Most importantly, I have trusted. I have trusted the process. I have trusted people. I have trusted myself. I used to think I was the only person on my side. As I have looked around this year, I have seen the people standing with me. Actually, realizing people are standing there to fight with me rather than to punch me in the eye and laugh has been an act of courage. Brene Brown was inspired by Theodore Roosevelt's quote:
"It is not the critic who counts; not the man who points out how the strong man stumbles, or where the doer of deeds could have done them better. The credit belongs to the man who is actually in the arena, whose face is marred by dust and sweat and blood; who strives valiantly; who errs, who comes short again and again, because there is no effort without error and shortcoming; but who does actually strive to do the deeds; who knows great enthusiasms, the great devotions; who spends himself in a worthy cause; who at the best knows in the end the triumph of high achievement, and who at the worst, if he fails, at least fails while daring greatly, so that his place shall never be with those cold and timid souls who neither know victory nor defeat."

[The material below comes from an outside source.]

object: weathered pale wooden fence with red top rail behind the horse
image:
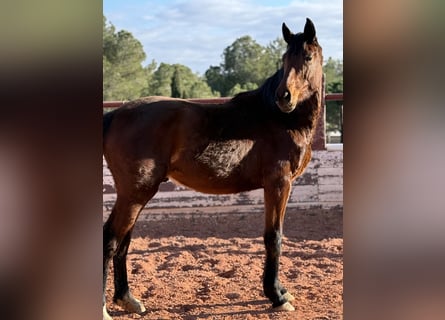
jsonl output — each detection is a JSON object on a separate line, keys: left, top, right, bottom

She refers to his quote when she says, "If you are not in the arena also getting your ass kicked, I'm not interested in your feedback." As I have looked around me, I have seen some people getting their asses kicked with me. Their feedback has not been easy to hear, but not everything comes in a pretty package with a giant bow.
I have spent the past six months building, repairing, and improving myself and my courage as someone who builds a house: one cinder block at a time, one board at a time, one shingle at a time, one can of paint at a time. None of that looks like perfection though. Sometimes you end up with a dirty stucco house with the beautiful, big windows removed and/or replaced with smaller ones. But, you have a house. I am becoming a house. I am going to use less bricks and more windows. I am becoming courageous.